The two councilmen recommended Sayreville send a letter to FEMA requesting a reevaluation of the area.

“With FEMA maps potentially coming out within the next few months, I think we need, as a governmental body, to ask FEMA to answer some critical questions, which are, ‘When was the last time you even looked at these houses? The topography has changed, the elevations may have changed.’”

Rittenhouse and Grillo said the borough is also looking at implementing recommendations from a new Rutgers University study of the area. Doing so would provide flood mitigation and perhaps topography changes in the area.

“It would be unfair to punish these property owners for the way their home was in October of 2012 as compared to now in late 2016,” Grillo said. “So, I think that it’s our responsibility to demand that the federal government do a better job of assessing the danger that these homes are in, and so this letter is a way of starting that conversation.”

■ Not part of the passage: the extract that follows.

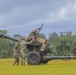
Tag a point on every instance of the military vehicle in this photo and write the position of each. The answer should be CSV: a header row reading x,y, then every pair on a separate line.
x,y
35,55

Councilwoman Mary Novak asked how this letter would be different from the one the council sent in June and accompanied a resolution. That resolution requested that various entities, including FEMA, review their policies regarding homes that were constructed to code when built, but now warrant additional flood insurance protection.

Rittenhouse said that request was a regional one that many municipalities collectively supported, although the intent behind both efforts are similar. However, Grillo and Rittenhouse explained that this was a request to specifically look at this particular street’s designation.

“This is to look at one particular side of the street,” Grillo said. “It’s as micro as you can get.”

The council voted unanimously to approve sending the letter to FEMA. However, Novak said she was not optimistic that the letter would have any impact.

“Hey, I’m all for sending another letter. Unfortunately, I think it’s going to be met with deaf ears,” she said. “I think the best bet now is maybe Blue Acres just buying the houses out so the people are left whole. I never thought I would say that the people on Weber Avenue might have been the lucky ones with this flood because the people that weren’t bought out are really in a tough situation.”

Rittenhouse said an alternative is to petition the state to include impacted residents in the Blue Acres program.

Novak said what the federal government is doing is essentially taking away people’s homes, perhaps not physically, but economically, since they are in a position where they cannot sell or afford their mortgage.

“That’s what the federal government has just done, is taken these people’s homes because they can’t afford it so they’re going to lose it, and they can’t sell it, so it’s just garbage,” she said.

“And what we’re doing is working with them so we can prevent that,” Rittenhouse responded.